Halaman

Selasa, 08 September 2020

pasungan politik perempuan, keterwakilan vs kejiwaaan


pasungan politik perempuan, keterwakilan vs kejiwaaan

Berpolitik tidak ada batas waktu. Tidak pakai ambang bawah pengabdian tanpa akhir. Tidak ada batas ambang atas kisah sukses selaku aktivis. Tak heran, salah kaprah menjadi hal lumrah. Berbuat banyak buat negara harus selaku penyelenggara negara. Paling konyol jika punya pemahaman sesat, wajib punya kendaraan politik. Penguasa tunggal rezim militer-politik Orde Baru punya bukti otentik, orisinil, nyata, terukur.

Memajukan dunia olahraga nasional tidak harus menjadi olahragawan. Menegakkan kemandirian, kedaulatan, ketahanan pangan tidak harus ramai-ramai menjadi petani.
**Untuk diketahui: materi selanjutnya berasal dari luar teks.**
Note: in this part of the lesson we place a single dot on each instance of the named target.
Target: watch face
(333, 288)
Ramai-ramai potong padi di sawah, namanya asas gotong royong. Ramai-ramai rebutan kursi secara konstitusional. Menjadi hak semua jenis dan lapisan gender nusantara.

Dunia wayang kulit maupun wayang nusantara, punya panutan tokoh perempuan. Budaya pewayangan tak beda jauh dengan panggung politik nusantara. Tokoh perempuan skala global maupun elit lokal, balutan etnis malah kalah watak dengan anak wayang politik. Umumnya, sadar bawa dan bawah perasaan.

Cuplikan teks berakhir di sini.